Joanna Hoggs shared her views on recent developments that could be dangerous to the film industry, particularly her field, arthouse cinema. The British director recently launched her acclaimed movie The Souvenir, which won the Grand Jury prize at the Sundance film festival. She clarified her positions within the cinema industry debate at a screening in London on Tuesday of a freshly restored silent film.
She took the opportunity to compare the importance of restored films, with what is becoming the world of cinema now, particularly with the markets it chooses to support. “It’s particularly timely to keep thinking about this kind of restoration work when the world of cinema is changing”, she said. “There’s a certain kind of cinema, but I’m not sure if you can call it cinema, that’s very homogenised in a way, that’s not created out of a real passion.”

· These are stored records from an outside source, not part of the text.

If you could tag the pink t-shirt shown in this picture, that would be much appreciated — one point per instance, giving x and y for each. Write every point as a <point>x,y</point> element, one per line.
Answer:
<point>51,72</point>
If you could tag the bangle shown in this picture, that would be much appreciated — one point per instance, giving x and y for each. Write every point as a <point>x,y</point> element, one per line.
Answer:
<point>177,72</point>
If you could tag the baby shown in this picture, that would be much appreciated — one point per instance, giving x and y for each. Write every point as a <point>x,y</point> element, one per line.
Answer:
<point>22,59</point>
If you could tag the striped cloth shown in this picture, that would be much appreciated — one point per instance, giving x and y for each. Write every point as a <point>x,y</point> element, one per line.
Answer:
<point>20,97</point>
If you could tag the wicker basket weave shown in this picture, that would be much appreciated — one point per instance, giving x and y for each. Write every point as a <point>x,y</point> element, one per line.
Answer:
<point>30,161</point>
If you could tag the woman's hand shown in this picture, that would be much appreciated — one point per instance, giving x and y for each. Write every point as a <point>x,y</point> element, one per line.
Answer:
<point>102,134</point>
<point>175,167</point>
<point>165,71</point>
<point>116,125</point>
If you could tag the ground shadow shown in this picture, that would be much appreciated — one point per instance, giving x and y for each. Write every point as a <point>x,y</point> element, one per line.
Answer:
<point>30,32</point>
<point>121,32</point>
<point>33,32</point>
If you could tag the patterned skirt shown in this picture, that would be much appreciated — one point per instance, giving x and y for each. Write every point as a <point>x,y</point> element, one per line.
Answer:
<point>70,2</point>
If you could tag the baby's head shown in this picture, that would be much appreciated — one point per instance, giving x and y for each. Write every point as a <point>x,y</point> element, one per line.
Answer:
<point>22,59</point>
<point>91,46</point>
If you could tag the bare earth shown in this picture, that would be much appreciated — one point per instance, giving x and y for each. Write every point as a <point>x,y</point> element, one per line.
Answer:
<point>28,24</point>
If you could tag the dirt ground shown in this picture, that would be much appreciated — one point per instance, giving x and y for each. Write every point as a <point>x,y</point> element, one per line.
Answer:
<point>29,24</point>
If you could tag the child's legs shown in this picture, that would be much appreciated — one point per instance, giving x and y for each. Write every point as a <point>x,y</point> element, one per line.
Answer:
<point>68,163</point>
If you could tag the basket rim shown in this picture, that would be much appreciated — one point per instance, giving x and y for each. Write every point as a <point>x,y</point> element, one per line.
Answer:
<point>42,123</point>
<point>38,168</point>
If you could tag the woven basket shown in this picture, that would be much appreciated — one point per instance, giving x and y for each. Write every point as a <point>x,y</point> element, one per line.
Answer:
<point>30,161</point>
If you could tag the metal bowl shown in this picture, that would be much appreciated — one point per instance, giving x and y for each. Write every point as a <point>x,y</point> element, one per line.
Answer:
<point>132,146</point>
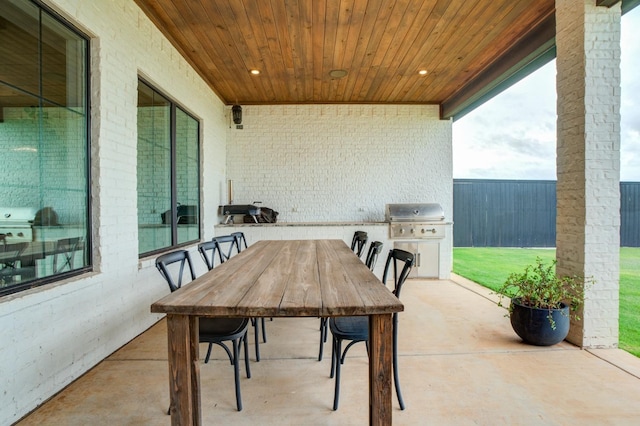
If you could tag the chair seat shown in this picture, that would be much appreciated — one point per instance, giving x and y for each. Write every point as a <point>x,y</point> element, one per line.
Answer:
<point>350,328</point>
<point>213,329</point>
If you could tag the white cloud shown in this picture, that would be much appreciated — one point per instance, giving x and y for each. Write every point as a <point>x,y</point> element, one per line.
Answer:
<point>513,136</point>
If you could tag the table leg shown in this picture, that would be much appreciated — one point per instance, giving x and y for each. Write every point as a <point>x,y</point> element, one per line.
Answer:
<point>184,370</point>
<point>380,355</point>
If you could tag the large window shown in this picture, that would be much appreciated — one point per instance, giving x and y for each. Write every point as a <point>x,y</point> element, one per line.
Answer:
<point>44,163</point>
<point>168,173</point>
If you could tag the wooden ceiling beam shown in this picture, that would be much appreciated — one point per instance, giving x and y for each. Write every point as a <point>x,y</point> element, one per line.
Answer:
<point>532,51</point>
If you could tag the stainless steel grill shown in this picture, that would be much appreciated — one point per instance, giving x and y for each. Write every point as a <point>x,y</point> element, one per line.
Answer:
<point>421,228</point>
<point>16,224</point>
<point>231,210</point>
<point>415,221</point>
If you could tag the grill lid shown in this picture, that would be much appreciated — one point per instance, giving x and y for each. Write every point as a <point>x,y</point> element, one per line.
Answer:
<point>414,212</point>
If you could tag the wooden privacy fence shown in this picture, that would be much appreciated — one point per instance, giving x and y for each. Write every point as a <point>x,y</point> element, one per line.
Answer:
<point>522,213</point>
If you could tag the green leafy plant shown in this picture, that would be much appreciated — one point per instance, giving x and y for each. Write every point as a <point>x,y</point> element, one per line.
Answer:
<point>538,286</point>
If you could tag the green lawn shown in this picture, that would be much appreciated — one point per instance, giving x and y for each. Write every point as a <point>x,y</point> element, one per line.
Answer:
<point>491,266</point>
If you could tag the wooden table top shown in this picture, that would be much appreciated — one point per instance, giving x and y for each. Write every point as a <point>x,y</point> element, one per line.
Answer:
<point>283,278</point>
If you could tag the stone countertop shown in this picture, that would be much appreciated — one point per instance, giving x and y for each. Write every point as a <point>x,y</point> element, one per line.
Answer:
<point>345,223</point>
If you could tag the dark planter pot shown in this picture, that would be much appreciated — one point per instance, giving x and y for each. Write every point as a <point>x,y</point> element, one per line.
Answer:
<point>533,326</point>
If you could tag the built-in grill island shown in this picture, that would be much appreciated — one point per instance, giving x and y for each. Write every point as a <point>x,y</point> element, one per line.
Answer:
<point>422,228</point>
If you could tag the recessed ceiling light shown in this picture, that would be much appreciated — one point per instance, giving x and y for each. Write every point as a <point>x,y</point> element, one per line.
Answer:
<point>338,73</point>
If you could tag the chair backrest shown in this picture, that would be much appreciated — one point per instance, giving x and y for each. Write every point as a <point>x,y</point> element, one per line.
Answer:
<point>398,258</point>
<point>226,245</point>
<point>240,240</point>
<point>372,256</point>
<point>208,251</point>
<point>172,268</point>
<point>11,253</point>
<point>358,242</point>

Indeed, the debate on cinema productions, which has seen superheros films at the centre of accusations of mediocrity, found the echoes of many voices expressing the same worries, about what can be defined as cinema and what can not, or what could be ‘cinema’ in the future.
In particular, the director thought that the most attacked field would be the one in which the cinematographic reality is able to evoke inspiration and authenticity, important elements that not all the “certain kind of cinema” are able to produce. Her speech refers clearly to Marvel movies, which have been criticized as well by Martin Scorsese who told Empire last month that he considered them “not cinema”.
In the end, Hogg suggested that the importance we give to cinematographic heritage have to be a moral obligation that can turn into a gift for future generations. “It would be very selfish of us not to be concerned with our culture and think of the future. It just seems incredibly careless of us not to look after an art form that’s still so young.”